Christophe NAEGELEN. – Je pense que l’Esport devrait être rattaché au ministère chargé des Sports car il ne cesse de se développer. Il faut avoir une vision pragmatique et « vivre avec son temps ».
L’Esport est un également un outil de rayonnement culturel. Il faudrait avoir des équipes françaises qui puissent participer aux compétitions internationales sous le drapeau de notre pays.
Pour cela, il faudrait une structure fédérale Esport à l’image des fédérations sportives locales, départementales, régionales et nationales.
GAME AND RULES. – Les principales dispositions de la loi de 2016 concernant les compétitions des jeux vidéo ont été codifiées dans le Code de la sécurité intérieure. En revanche, votre proposition de loi propose une modification de certains articles du Code de l’éducation et du Code du sport pour intégrer les joueurs de jeux vidéo.
Cela signe-il un rapprochement plus officiel avec le secteur sportif, ses valeurs et son fonctionnement ?
Christophe NAEGELEN. – L’Esport est l’équivalent d’un sport comme la boxe ou le golf. En effet, la pratique du jeu vidéo de haut niveau nécessite des performances qui mobilisent, comme pour le sport, des capacités physiques et mentales. Sport et Esport requièrent finalement les mêmes niveaux d’entraînement et exposent, de la même façon, les pratiquants à d’éventuelles blessures (articulations, nuque…)
GAME AND RULES. – Aux termes du nouvel article L 221-2-1 A qu’il est suggéré d’ajouter au Code du sport, « Le ministre chargé des sports et le ministre chargé du numérique arrêtent, au vu des propositions des fédérations, la liste des joueurs de haut niveau ou Espoirs dans les compétitions de jeux vidéo ». Or, il n’existe encore aucune Fédération française Esport (du moins correspondant au sens donné aux fédérations sportives par l’article L 131-1 et suivants du Code du sport) pouvant donner un avis sur le sujet. Dès lors, sur quels définition et critères cette liste de joueurs de jeu vidéo sera-t-elle fondée ?
Christophe NAEGELEN. – Il appartient effectivement au secteur Esport de se fédérer, soit en créant une Fédération française d’Esport, soit en transformant l’association France Esports et en l’adaptant pour qu’elle puisse répondre aux critères légaux d’une Fédération. La liste des joueurs pourra ensuite être établie.
GAME AND RULES. – Concernant la volonté d’aménagement du temps scolaire des joueurs de jeu vidéo, elle répond à une réelle nécessité. Cela étant, il manque une véritable filière de formation Esport des joueurs mais aussi des encadrants. Qu’en pensez-vous ?

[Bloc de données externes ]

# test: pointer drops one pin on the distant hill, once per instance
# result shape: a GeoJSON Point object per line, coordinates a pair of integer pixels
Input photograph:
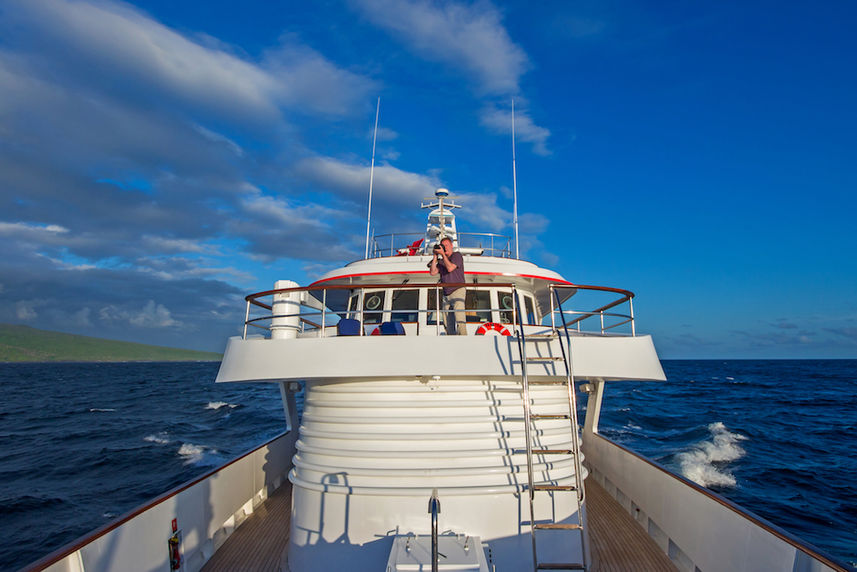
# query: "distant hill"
{"type": "Point", "coordinates": [23, 343]}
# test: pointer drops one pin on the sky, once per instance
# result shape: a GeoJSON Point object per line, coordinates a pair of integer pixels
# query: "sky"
{"type": "Point", "coordinates": [159, 160]}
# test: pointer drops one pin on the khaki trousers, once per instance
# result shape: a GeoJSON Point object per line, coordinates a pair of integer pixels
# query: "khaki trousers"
{"type": "Point", "coordinates": [454, 304]}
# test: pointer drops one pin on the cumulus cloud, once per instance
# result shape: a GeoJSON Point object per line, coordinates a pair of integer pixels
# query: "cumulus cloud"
{"type": "Point", "coordinates": [117, 47]}
{"type": "Point", "coordinates": [390, 183]}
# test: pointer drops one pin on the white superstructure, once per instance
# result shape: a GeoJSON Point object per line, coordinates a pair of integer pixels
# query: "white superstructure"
{"type": "Point", "coordinates": [418, 448]}
{"type": "Point", "coordinates": [389, 419]}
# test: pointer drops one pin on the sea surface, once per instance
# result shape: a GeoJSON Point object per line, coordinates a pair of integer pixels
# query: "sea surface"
{"type": "Point", "coordinates": [81, 444]}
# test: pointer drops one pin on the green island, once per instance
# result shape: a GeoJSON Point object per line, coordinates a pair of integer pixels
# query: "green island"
{"type": "Point", "coordinates": [26, 344]}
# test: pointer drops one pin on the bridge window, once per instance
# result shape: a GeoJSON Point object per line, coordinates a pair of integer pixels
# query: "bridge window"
{"type": "Point", "coordinates": [404, 305]}
{"type": "Point", "coordinates": [477, 304]}
{"type": "Point", "coordinates": [506, 306]}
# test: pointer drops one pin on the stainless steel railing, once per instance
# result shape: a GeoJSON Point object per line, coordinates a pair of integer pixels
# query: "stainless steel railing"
{"type": "Point", "coordinates": [320, 308]}
{"type": "Point", "coordinates": [396, 244]}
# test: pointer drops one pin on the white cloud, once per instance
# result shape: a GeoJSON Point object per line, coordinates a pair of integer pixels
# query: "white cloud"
{"type": "Point", "coordinates": [152, 315]}
{"type": "Point", "coordinates": [81, 317]}
{"type": "Point", "coordinates": [500, 121]}
{"type": "Point", "coordinates": [470, 37]}
{"type": "Point", "coordinates": [390, 183]}
{"type": "Point", "coordinates": [25, 229]}
{"type": "Point", "coordinates": [164, 244]}
{"type": "Point", "coordinates": [112, 42]}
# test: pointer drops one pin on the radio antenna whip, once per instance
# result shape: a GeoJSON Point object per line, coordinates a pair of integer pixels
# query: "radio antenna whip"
{"type": "Point", "coordinates": [372, 176]}
{"type": "Point", "coordinates": [514, 185]}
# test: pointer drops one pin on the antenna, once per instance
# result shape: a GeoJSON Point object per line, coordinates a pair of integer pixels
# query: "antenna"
{"type": "Point", "coordinates": [514, 185]}
{"type": "Point", "coordinates": [372, 176]}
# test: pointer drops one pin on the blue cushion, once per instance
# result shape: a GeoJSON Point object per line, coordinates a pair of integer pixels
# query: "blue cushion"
{"type": "Point", "coordinates": [348, 327]}
{"type": "Point", "coordinates": [392, 329]}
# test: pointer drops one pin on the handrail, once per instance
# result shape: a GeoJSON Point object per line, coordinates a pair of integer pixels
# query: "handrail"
{"type": "Point", "coordinates": [525, 397]}
{"type": "Point", "coordinates": [572, 398]}
{"type": "Point", "coordinates": [318, 306]}
{"type": "Point", "coordinates": [504, 250]}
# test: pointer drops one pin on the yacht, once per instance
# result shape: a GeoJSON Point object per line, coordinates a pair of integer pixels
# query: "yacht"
{"type": "Point", "coordinates": [419, 450]}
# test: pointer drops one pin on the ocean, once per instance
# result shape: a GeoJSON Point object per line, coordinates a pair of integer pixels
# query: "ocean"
{"type": "Point", "coordinates": [81, 444]}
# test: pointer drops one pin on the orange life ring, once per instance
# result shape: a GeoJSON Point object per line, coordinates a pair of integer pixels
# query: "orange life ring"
{"type": "Point", "coordinates": [493, 328]}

Christophe NAEGELEN. – Il faudrait effectivement créer une filière Esport dans certains établissements scolaires. En comparaison, il existe bien des sections sportives dans les collèges et lycées (anciennement section « sport-étude »).
GAME AND RULES. – Votre proposition de loi s’inscrit-elle dans le cadre de la stratégie nationale Esport 2020-2025 portée par le Ministre du numérique, Cédric O et la Ministre des sports, Roxana Maracineanu ?
Christophe NAEGELEN. – Oui tout à fait. Cette stratégie devra se concrétiser via un « investissement » de la part du Ministère des Sports.
GAME AND RULES. – L’Esport connaît encore de nombreux vides juridiques, notamment en termes d’encadrement des compétitions en ligne mais aussi de l’activité de coach, team manager, administrateur (NDLR : arbitre), caster (NDLR : commentateur) ou encore d’agent de joueur de jeux vidéo. Des avancées législatives sont-elles prévues ?
Christophe NAEGELEN. – Naturellement, il faut poursuivre le travail législatif, notamment par la création d’une Fédération d’Esport et une responsabilisation des éditeurs de jeux vidéo. Ceux-ci devront abandonner leurs droits dans le cadre de compétitions nationales, régionales, départementales et locales. Il y va d’ailleurs de leur intérêt s’ils veulent accroître les ventes de leurs jeux.
On pourrait même imaginer des accords de cession de licences entre les éditeurs de jeux et la ou les futures Fédérations d’Esport, qui pourraient inclure les autorités de l’Etat.
GAME AND RULES. – Monsieur le Député, merci de nous avoir accordé cet échange.